A Stronger Consensus on the Inflation Rebound

and on Funds Rate Overshooting

The minutes of the March FOMC meeting revealed a Committee that is very comfortable with the current state of the economy and with the expected trajectory of both the economy and monetary policy. There seems to be less disagreement among FOMC participants than there has been for some time. “All” participants saw “some further” tightening as likely warranted, while “almost all” wanted to continue the gradual approach. 

Little concern was expressed by FOMC participants about the apparent slowdown in spending in Q1: “they  expected that the first-quarter softness would be transitory, pointing to a variety of factors.” We are of the same view but would have expected some expressions of caution. Fiscal policy changes were expected to provide a “significant boost” to output. But the uncertainty about the size and timing of those effects suggests that the FOMC will await more concrete evidence of those effects, instead of acting preemptively in anticipation of a large fiscal boost to activity. 

The minutes revealed much greater confidence among participants about the return of inflation to 2 percent:  “Most participants commented that the stronger economic outlook and the somewhat higher inflation readings  in recent months had increased the likelihood of progress toward the Committee’s 2 percent inflation  objective.” Policymakers appeared much more confident in the long-held belief that the 2017 inflation slowdown was transitory and so the FOMC should look through the temporary deviation. The anxiety among some FOMC participants about too-low inflation or a drop in inflation expectations has been greatly reduced.  The focus of the Committee has now shifted to how best to respond should inflation overshoot its objective,  as is now widely expected. Indeed, the March SEP indicated that no participants expected 2020 core PCE  inflation to be under the 2 percent objective and no participants saw the risks to their inflation projections weighted to the downside any longer. We were somewhat surprised that, given the stronger inflation outlook,  more concern wasn’t expressed by more hawkish policymakers about the risks of overheating. 
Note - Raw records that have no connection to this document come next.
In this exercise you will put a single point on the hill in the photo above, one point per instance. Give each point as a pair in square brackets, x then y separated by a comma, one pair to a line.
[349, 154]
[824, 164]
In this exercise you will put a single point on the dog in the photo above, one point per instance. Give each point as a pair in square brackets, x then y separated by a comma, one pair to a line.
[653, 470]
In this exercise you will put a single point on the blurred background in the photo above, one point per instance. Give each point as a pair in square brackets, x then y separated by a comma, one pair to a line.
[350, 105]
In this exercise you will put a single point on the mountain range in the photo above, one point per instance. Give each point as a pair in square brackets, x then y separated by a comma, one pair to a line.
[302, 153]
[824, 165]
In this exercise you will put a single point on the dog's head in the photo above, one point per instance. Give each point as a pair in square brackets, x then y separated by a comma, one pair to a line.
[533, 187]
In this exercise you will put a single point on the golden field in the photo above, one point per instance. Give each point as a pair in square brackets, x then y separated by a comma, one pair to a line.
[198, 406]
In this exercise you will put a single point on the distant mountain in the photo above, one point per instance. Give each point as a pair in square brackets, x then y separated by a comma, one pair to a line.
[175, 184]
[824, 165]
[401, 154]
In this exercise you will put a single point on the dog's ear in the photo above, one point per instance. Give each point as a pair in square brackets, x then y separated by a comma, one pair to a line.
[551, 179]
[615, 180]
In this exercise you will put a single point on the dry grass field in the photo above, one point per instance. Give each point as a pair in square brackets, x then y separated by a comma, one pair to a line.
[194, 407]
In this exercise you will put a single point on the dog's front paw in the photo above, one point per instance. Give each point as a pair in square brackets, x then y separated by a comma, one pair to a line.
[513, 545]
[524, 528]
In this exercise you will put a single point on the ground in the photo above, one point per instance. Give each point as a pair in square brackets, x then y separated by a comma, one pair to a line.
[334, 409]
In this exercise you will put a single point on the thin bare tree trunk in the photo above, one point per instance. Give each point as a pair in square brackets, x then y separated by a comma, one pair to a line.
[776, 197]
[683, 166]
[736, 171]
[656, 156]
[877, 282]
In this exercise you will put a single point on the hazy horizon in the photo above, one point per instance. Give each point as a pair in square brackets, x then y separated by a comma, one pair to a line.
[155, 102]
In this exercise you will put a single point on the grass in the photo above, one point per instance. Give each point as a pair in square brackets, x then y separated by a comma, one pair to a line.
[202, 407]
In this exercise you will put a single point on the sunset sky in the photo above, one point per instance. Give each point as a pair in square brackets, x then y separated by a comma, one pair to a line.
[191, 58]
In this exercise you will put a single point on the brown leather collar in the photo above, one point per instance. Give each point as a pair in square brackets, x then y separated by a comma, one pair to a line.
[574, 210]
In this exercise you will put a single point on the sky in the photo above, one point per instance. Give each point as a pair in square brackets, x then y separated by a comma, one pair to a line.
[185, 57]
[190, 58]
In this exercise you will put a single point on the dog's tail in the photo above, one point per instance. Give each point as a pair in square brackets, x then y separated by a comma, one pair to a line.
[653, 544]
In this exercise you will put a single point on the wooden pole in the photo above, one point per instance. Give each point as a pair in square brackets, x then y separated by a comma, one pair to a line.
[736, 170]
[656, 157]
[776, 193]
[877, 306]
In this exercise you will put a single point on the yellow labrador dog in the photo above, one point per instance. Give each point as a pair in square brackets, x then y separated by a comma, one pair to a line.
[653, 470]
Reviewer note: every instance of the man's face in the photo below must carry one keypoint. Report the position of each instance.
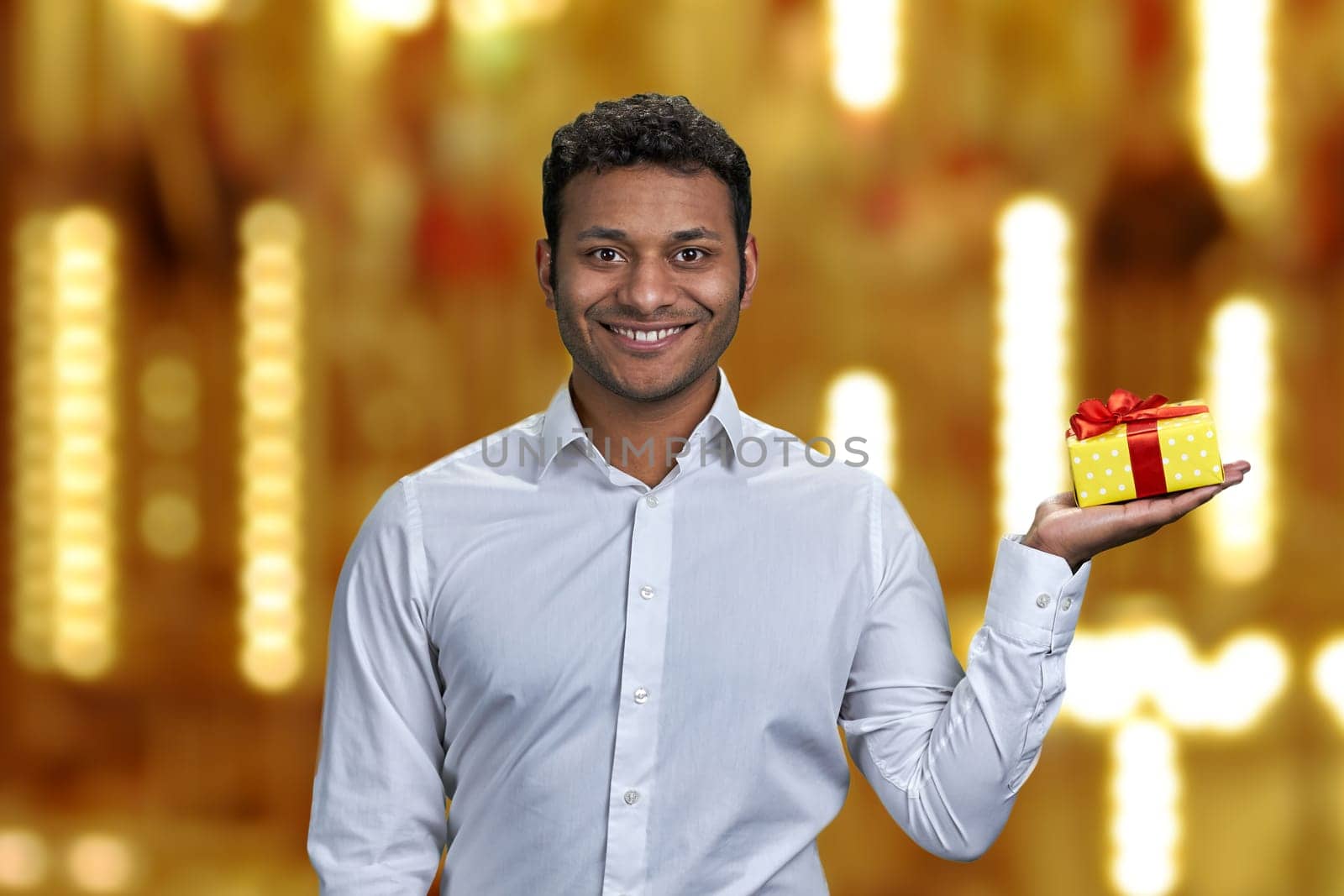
(647, 249)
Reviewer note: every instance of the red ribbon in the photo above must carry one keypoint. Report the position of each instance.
(1140, 417)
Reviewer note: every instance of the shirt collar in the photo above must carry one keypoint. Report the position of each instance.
(561, 423)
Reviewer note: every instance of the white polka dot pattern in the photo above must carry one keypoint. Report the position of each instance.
(1101, 465)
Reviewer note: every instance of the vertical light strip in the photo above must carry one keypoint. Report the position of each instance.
(1233, 87)
(1225, 694)
(1328, 676)
(1168, 689)
(1146, 799)
(1032, 316)
(396, 15)
(864, 51)
(859, 403)
(84, 432)
(190, 11)
(31, 457)
(272, 446)
(1236, 531)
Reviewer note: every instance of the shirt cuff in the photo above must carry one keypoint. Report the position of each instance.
(1034, 597)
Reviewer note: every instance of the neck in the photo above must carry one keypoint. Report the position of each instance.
(648, 427)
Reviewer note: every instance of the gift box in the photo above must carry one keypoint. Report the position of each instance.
(1132, 448)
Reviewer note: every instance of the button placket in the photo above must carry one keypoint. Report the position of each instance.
(633, 772)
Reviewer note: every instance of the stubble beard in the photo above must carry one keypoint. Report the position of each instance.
(719, 335)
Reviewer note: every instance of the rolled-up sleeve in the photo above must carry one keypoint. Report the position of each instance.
(378, 819)
(945, 748)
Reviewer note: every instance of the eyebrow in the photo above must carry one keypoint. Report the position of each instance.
(612, 233)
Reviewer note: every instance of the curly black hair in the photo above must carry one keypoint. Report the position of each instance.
(647, 128)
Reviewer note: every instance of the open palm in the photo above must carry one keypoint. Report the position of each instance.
(1079, 533)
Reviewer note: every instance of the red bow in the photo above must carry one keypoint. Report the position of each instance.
(1095, 418)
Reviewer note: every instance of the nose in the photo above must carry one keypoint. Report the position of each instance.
(648, 288)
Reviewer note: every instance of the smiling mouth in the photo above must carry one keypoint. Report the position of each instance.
(648, 338)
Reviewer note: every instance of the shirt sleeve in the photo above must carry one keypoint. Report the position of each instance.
(378, 817)
(945, 748)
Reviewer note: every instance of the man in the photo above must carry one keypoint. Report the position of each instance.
(620, 634)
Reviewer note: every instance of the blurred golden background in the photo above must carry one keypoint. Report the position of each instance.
(268, 255)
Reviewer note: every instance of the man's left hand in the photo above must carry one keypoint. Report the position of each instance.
(1079, 533)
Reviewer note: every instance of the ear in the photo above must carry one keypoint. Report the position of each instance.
(749, 259)
(543, 270)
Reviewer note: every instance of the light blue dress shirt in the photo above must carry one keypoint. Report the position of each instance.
(633, 691)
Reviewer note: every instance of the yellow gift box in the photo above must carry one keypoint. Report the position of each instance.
(1132, 448)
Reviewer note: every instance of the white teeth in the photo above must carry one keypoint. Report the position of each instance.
(647, 336)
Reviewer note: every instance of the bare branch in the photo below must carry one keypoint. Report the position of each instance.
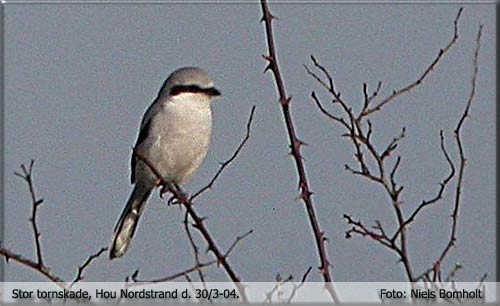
(427, 71)
(9, 255)
(79, 273)
(463, 160)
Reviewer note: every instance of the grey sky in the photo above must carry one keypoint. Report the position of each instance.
(78, 78)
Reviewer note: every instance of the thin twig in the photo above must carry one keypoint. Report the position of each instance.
(27, 176)
(427, 71)
(182, 197)
(463, 160)
(79, 273)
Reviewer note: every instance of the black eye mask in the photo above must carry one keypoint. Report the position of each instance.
(178, 89)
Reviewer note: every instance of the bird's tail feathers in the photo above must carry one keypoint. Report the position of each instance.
(125, 228)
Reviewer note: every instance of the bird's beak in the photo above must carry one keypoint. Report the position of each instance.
(213, 92)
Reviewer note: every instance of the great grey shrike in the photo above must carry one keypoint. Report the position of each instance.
(174, 137)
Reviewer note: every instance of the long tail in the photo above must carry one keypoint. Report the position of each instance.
(125, 228)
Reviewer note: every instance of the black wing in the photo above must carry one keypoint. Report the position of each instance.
(142, 135)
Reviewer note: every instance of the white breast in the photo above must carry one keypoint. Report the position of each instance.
(179, 138)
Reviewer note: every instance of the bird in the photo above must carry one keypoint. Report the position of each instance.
(174, 138)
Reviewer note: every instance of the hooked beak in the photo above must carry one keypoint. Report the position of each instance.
(213, 92)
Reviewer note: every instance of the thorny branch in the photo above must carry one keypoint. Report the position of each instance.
(360, 133)
(198, 222)
(295, 145)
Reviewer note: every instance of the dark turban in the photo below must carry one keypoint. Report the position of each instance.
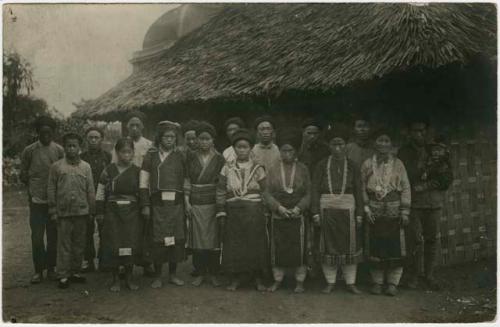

We know from the macro projections as well as participants’ public remarks that many policymakers expect inflation to overshoot its 2 percent objective under “appropriate” monetary policy. The minutes did describe  some discussion of the topic, including this line referring to the inflation doves: “A few participants suggested  that a modest inflation overshoot might help push up longer-term inflation expectations and anchor them at  a level consistent with the Committee’s 2 percent inflation objective.” Subsequent lines suggest that other participants see both upsides and downsides to an overshoot (italics our emphasis): “A number of participants offered their views on the potential benefits and costs associated with an economy operating well above potential for a prolonged period while inflation remained low. On the one hand, the associated tightness in the labor market might help speed the return of inflation to the Committee’s 2 percent goal and induce a  further increase in labor force participation; on the other hand, an overheated economy could result in significant inflation pressures or lead to financial instability.” This statement refers to a situation when output is above potential but inflation remains low. Characterizing inflation as “low” is usually reserved for circumstances when inflation is persistently below 2%. That no longer appears to be a likely outcome. So this strikes us as an especially muddled passage.  

As we knew from the macro projections and dots, “A number of participants indicated that the stronger  outlook for economic activity, along with their increased confidence that inflation would return to 2 percent  over the medium term, implied that the appropriate path for the federal funds rate over the next few years  would likely be slightly steeper than they had previously expected.” Participants also discussed the prospect  of a funds rate overshoot: “Several participants expressed the judgment that it would likely become  appropriate at some point for the Committee to set the federal funds rate above its longer-run normal value  for a time.” Separately, the SEP noted that “Nearly all participants projected that it would likely be appropriate  for the federal funds rate to rise above their individual longer-run estimates at some point over the forecast  period.” The discussion of overshooting the neutral rate included possible communication issues: “Some  participants suggested that, at some point, it might become necessary to revise statement language to  acknowledge that…monetary policy eventually would likely gradually move from an accommodative stance  to being a neutral or restraining factor for economic activity.” But the subsequent sentence suggested that the overshooting issue is an area where the FOMC has no clear consensus yet: “However, participants expressed a range of views on the amount of policy tightening that would likely be required over the medium term to achieve the Committee’s goals.” That’s consistent with the narrative in the SEP, which described the  “notable reduction” in the dispersion of dots for 2018 while noting that the ranges for subsequent years had widened relative to the December SEP. 

We found it interesting that there were a couple of places in the SEP in which “financial imbalances” were mentioned as a risk of an economy operating above potential. Policymakers have long pointed to financial stability risks as a reason to normalize policy, but generally, the risk has been associated with the potentially deleterious effects of ultra-accommodative financial conditions. Here the SEP cited “the possibility that  inflation pressures and financial imbalances could build if economic activity were to run well above its long-run sustainable level.” The concern is related to the risks associated with the cyclical state of the economy,  not accommodative monetary policy per se. Governor Brainard raised this concern in her speech on financial stability issues last week. 

The minutes suggested that tariff and potential trade wars are on their radar screen, but not front and center  just yet: “Participants did not see the steel and aluminum tariffs, by themselves, as likely to have a significant  effect on the national economic outlook, but a strong majority of participants viewed the prospect of  retaliatory trade actions by other countries, as well as other issues and uncertainties associated with trade  policies, as downside risks for the U.S. economy.” As Powell related in his press briefing, “A number of  participants reported concern among their business contacts about the possible ramifications of the recent  imposition of tariffs on imported steel and aluminum.” It was noted that “Contacts in the agricultural sector  reported feeling particularly vulnerable to retaliation.”